Eduardo Daniel da Silva is the youngest of his family, son of Sebastião Daniel da Silva and Hilda Cândida da Silva. The family has a history in agriculture, beginning with working on large farms assisting with rice and banana production in the region. They began growing coffee in the 1990s, and eventually were able to plant their crops across four different growing areas of three hectares each in the community of Sertãozinho. When Eduardo turned 18 he received one of the plots to manage and named it Sítio Tarumã.
The family continued working together through the years, and eventually decided to enter the specialty coffee market in 2016. Eduardo’s older brother, Cleverson, became a Q Grader, and the two worked together to improve the quality control management and post-harvest processing on the farm. Since implementing these changes they’ve already won a number of quality competitions throughout the region.
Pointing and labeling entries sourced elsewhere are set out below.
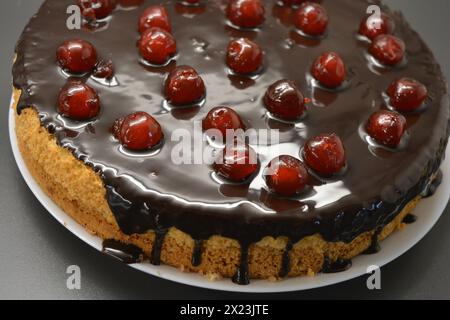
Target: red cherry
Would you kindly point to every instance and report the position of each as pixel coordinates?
(157, 46)
(246, 13)
(311, 18)
(195, 2)
(138, 131)
(104, 69)
(388, 49)
(407, 94)
(284, 100)
(329, 70)
(184, 86)
(286, 176)
(244, 56)
(291, 2)
(237, 163)
(96, 9)
(386, 127)
(155, 16)
(325, 154)
(373, 26)
(78, 101)
(77, 56)
(223, 119)
(130, 3)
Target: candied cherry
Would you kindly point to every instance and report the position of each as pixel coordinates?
(286, 176)
(157, 46)
(311, 19)
(386, 127)
(373, 26)
(78, 101)
(388, 49)
(77, 56)
(244, 56)
(104, 69)
(155, 16)
(246, 13)
(237, 163)
(96, 9)
(406, 94)
(223, 118)
(329, 70)
(138, 131)
(325, 154)
(184, 86)
(191, 2)
(284, 100)
(291, 2)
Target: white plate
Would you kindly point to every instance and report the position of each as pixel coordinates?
(429, 210)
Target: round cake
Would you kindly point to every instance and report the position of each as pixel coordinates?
(117, 102)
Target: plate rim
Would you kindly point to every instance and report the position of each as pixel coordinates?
(420, 229)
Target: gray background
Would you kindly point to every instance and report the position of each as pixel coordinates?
(35, 250)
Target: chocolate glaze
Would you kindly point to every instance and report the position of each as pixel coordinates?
(148, 192)
(374, 244)
(126, 253)
(432, 185)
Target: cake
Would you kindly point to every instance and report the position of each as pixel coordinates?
(359, 104)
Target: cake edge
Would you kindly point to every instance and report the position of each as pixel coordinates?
(80, 192)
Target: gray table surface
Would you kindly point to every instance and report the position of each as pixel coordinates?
(35, 250)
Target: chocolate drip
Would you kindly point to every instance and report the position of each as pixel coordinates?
(375, 244)
(409, 219)
(155, 257)
(339, 265)
(126, 253)
(242, 276)
(431, 187)
(148, 192)
(197, 253)
(286, 261)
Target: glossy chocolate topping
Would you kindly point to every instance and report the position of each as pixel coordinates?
(150, 192)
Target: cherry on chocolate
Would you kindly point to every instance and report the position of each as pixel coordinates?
(77, 56)
(96, 9)
(192, 2)
(386, 127)
(311, 19)
(388, 49)
(138, 131)
(104, 69)
(155, 16)
(238, 162)
(78, 101)
(284, 100)
(184, 86)
(130, 3)
(223, 118)
(286, 176)
(157, 46)
(373, 26)
(246, 13)
(291, 2)
(407, 94)
(244, 56)
(325, 154)
(329, 70)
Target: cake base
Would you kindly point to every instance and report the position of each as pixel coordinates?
(80, 192)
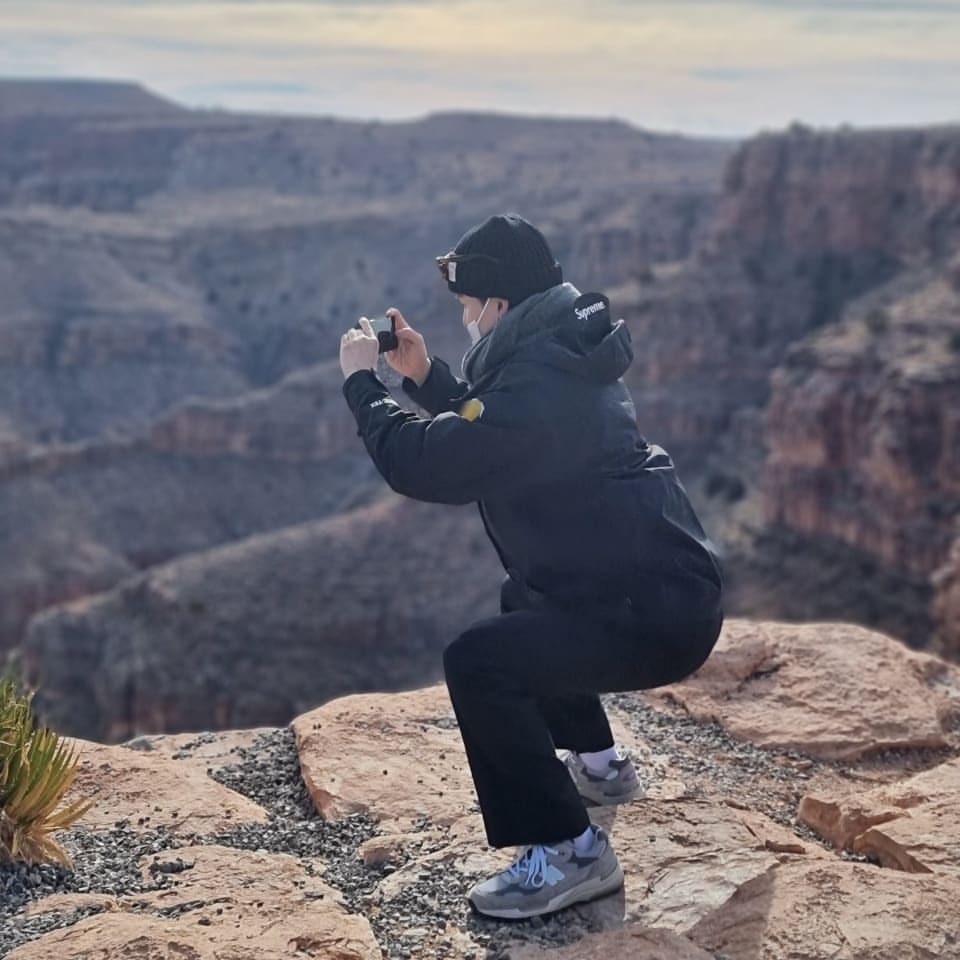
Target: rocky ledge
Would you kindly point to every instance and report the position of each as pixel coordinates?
(802, 794)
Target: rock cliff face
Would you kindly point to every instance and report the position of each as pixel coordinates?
(77, 518)
(168, 278)
(255, 631)
(800, 796)
(172, 387)
(805, 363)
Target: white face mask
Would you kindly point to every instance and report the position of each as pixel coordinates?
(473, 328)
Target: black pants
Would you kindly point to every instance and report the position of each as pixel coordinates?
(526, 682)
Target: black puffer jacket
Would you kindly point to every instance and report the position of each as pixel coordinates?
(578, 505)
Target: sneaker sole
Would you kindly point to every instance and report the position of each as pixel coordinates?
(602, 800)
(582, 893)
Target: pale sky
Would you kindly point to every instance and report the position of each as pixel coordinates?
(722, 68)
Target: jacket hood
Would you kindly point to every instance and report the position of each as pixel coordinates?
(545, 327)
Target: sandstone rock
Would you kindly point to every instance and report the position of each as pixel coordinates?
(808, 911)
(346, 768)
(909, 825)
(829, 690)
(149, 791)
(633, 943)
(242, 904)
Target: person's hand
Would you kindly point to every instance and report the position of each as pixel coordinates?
(359, 349)
(410, 358)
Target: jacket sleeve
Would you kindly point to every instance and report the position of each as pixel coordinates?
(439, 392)
(449, 459)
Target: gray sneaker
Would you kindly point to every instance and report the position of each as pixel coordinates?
(619, 784)
(546, 878)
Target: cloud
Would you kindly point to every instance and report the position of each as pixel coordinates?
(709, 67)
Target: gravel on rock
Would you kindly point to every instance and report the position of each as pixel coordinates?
(268, 772)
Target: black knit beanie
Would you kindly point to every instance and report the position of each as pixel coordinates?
(505, 256)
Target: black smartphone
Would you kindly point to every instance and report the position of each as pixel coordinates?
(386, 330)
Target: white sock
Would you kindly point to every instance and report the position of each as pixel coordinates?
(599, 762)
(584, 843)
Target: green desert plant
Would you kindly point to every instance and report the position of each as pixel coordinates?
(36, 769)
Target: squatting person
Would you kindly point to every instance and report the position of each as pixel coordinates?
(611, 582)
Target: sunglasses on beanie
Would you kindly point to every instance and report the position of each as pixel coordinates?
(448, 263)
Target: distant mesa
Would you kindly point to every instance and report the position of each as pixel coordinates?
(22, 97)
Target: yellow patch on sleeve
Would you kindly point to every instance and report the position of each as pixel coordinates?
(472, 409)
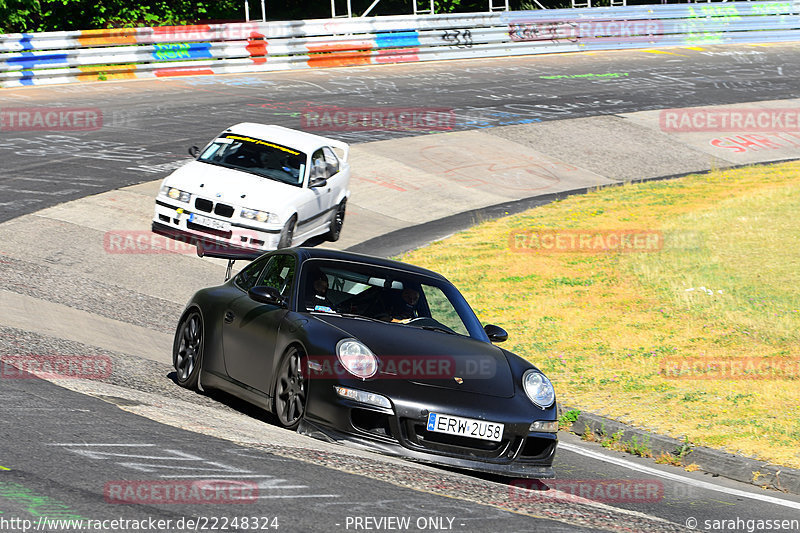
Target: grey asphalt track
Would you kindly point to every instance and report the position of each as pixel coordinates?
(146, 129)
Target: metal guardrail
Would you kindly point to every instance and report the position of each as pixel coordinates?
(154, 52)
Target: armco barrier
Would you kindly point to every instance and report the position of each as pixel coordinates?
(90, 55)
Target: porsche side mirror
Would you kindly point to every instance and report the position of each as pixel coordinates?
(266, 295)
(495, 333)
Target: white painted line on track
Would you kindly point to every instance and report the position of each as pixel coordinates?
(676, 477)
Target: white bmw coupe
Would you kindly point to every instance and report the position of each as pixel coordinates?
(257, 187)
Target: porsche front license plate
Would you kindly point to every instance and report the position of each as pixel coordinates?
(465, 427)
(210, 222)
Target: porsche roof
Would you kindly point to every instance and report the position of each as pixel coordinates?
(305, 142)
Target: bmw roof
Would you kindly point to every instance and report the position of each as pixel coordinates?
(305, 142)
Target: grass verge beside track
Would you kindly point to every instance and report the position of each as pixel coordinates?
(696, 337)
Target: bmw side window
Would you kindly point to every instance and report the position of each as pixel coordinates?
(331, 161)
(318, 166)
(279, 274)
(246, 279)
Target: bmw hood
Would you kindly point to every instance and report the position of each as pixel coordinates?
(432, 358)
(232, 186)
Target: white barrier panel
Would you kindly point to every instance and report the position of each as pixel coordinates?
(91, 55)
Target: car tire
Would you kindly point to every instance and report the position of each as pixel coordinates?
(291, 385)
(337, 221)
(287, 233)
(187, 350)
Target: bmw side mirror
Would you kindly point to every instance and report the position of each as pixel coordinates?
(266, 295)
(495, 333)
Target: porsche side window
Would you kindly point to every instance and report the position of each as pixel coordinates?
(279, 273)
(442, 309)
(246, 279)
(331, 160)
(319, 168)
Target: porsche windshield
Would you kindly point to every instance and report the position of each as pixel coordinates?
(388, 295)
(266, 159)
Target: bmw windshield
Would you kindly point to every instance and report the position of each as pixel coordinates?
(265, 159)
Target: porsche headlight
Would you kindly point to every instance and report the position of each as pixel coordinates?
(175, 194)
(538, 388)
(260, 216)
(357, 358)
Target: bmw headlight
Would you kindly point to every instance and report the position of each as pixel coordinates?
(175, 194)
(260, 216)
(538, 388)
(357, 358)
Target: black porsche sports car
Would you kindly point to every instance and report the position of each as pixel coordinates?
(347, 347)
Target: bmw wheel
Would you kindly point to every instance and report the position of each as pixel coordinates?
(337, 222)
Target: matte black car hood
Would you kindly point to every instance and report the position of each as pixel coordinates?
(432, 358)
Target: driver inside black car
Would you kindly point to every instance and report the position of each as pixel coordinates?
(406, 307)
(317, 299)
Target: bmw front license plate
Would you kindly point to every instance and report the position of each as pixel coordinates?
(212, 223)
(465, 427)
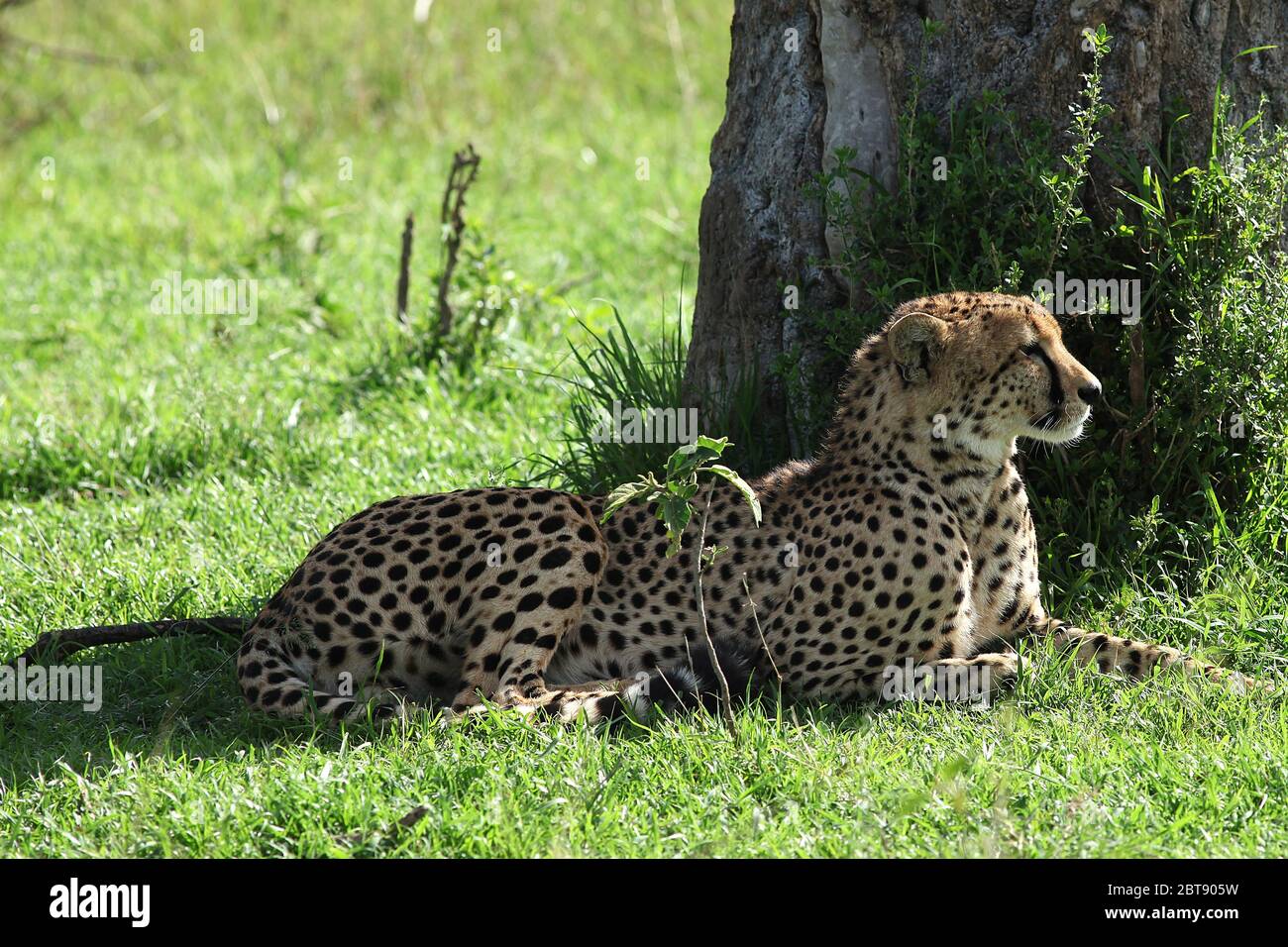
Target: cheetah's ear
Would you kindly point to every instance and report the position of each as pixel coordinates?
(914, 342)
The goal of Eduardo and his family is to continue producing high quality crops and to build a legacy of coffee cultivation for future generations of the family. They aim to show other people in the region that small producers can grow incredible coffees and work harmoniously with the land around them.
This lot of Yellow Catuai coffee underwent Natural processing. Catuai was developed by the Instituto Agronomico (IAC) of Sao Paulo State in Campinas, Brazil by crossing Mundo Novo and Caturra varieties. Catuai coffees are cultivated widely across Brazil, and are known for their high productivity potential.